I always forget to write good git commit messages, it’s just not something I’ve ever been able to prioritise in my mind. Today I setup a tool that will forcibly stop me from doing that: a git message hook. When I write a new commit message, if it doesn’t have a ticket reference it will be declined. Here’s how I did it.

First up, you need to create a template directory for your git hooks.

mkdir -p ~/.git_templates/hooks/

Once you’ve created your directory create the file commit-msg in your hooks directory. The contents of the file should be as follows:

#!/bin/bash

COMMIT_MESSAGE="$1"

if ! grep -qE "^TIK-\d{1,10}:" "$COMMIT_MESSAGE";then
    echo "Your commit message must contain a valid ticket reference."
    exit 1
fi

Finally, we just need to set our git config and make the file executable.

git config --global init.templatedir "~/.git_templates"
chmod a+x ~/.git_templates/hooks/commit-msg

If you want to test it, open up an existing git repository and run git init which should install your hook from the templates directory. All new repos that you clone or init will have the template hooks as well.

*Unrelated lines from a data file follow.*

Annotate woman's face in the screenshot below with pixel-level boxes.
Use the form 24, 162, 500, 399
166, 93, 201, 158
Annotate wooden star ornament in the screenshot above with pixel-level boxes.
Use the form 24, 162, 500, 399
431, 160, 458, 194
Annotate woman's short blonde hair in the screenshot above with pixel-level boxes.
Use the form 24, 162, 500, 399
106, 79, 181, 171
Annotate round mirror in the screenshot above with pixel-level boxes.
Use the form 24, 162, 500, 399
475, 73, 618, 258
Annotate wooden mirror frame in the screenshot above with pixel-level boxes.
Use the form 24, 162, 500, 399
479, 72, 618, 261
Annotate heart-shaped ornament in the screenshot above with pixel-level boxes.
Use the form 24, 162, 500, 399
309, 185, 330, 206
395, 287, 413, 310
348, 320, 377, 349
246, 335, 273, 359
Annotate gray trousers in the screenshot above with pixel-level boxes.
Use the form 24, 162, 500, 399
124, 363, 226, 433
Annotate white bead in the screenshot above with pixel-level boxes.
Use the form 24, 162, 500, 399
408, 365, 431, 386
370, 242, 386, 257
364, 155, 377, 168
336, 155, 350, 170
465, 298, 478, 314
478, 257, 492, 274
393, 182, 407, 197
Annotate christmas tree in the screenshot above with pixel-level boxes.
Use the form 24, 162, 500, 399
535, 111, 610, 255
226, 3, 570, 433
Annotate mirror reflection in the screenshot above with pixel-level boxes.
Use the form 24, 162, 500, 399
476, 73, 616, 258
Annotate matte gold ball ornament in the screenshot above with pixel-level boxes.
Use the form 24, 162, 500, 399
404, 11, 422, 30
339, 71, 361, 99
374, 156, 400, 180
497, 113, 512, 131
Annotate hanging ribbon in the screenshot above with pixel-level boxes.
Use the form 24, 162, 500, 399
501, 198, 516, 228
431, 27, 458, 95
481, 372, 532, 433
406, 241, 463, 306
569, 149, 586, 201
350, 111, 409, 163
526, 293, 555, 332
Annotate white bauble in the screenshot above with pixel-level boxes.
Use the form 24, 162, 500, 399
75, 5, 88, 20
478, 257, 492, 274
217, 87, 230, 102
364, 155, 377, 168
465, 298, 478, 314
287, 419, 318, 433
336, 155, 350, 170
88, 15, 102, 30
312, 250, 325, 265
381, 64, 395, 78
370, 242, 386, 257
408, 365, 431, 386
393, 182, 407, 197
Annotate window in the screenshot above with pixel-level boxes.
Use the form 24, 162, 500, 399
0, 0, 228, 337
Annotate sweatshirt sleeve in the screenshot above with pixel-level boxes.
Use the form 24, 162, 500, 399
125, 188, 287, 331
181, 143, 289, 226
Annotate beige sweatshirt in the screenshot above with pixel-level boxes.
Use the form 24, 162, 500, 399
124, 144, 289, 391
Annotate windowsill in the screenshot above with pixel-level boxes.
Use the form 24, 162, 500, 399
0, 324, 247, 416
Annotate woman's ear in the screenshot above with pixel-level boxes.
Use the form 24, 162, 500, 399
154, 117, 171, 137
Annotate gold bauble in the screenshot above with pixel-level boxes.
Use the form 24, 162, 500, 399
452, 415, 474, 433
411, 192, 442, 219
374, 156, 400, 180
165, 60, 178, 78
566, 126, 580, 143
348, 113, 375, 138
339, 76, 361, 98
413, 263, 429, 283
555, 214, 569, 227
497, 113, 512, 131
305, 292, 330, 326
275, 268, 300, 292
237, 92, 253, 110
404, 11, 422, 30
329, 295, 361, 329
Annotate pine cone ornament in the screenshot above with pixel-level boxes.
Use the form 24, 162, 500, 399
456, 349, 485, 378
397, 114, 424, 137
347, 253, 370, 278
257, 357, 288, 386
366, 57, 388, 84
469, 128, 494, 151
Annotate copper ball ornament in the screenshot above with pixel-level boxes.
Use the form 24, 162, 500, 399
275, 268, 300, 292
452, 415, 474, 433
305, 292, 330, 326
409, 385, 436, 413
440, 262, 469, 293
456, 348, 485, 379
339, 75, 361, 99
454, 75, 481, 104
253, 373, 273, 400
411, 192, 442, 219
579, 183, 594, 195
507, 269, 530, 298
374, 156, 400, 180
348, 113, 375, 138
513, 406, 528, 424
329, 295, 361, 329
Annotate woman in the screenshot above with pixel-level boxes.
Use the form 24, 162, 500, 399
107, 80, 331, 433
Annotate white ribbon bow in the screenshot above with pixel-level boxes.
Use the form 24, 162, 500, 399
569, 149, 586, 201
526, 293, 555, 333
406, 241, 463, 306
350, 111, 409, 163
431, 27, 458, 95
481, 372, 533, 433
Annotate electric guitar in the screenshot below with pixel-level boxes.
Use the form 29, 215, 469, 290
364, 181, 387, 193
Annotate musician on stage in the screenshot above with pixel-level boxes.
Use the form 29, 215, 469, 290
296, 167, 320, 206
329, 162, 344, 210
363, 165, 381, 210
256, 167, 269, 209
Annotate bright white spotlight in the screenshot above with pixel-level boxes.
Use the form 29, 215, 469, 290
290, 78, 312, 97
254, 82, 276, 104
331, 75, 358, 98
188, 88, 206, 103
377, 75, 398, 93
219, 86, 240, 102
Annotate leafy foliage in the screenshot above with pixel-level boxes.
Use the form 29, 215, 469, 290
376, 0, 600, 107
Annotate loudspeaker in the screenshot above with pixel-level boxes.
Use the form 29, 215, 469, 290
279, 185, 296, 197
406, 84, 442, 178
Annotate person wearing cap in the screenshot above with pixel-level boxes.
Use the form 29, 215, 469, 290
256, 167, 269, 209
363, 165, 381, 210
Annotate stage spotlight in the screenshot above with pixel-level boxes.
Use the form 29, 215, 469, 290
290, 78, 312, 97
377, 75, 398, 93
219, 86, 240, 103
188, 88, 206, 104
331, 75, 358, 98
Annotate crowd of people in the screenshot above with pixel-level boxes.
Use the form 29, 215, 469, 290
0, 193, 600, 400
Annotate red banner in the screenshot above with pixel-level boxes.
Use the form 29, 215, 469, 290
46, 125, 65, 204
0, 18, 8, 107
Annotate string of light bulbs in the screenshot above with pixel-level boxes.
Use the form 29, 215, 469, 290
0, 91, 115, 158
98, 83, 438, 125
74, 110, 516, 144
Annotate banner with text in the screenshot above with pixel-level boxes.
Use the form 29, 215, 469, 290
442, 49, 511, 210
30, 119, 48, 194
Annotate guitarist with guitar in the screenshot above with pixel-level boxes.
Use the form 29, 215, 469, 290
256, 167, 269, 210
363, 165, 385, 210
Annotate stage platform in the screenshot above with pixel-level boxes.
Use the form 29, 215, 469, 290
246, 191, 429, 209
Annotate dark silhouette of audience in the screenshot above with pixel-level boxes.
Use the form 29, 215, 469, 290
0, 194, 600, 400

If you want a full example to test, try this:

# Open a new shell or source your ~/.zshrc or ~/.bashrc

$ mkdir git-commit-testing
$ cd git-commit-testing/  
$ git init
Initialized empty Git repository in /tmp/git-commit-testing/.git/
$ touch test.txt
$ git add test.txt 
$ git commit -m "This is a test."
Your commit message must contain a valid ticket reference.
$ git commit -m "ENG-9654: This is a test."
[master (root-commit) 6de3047] TIK-9654: This is a test.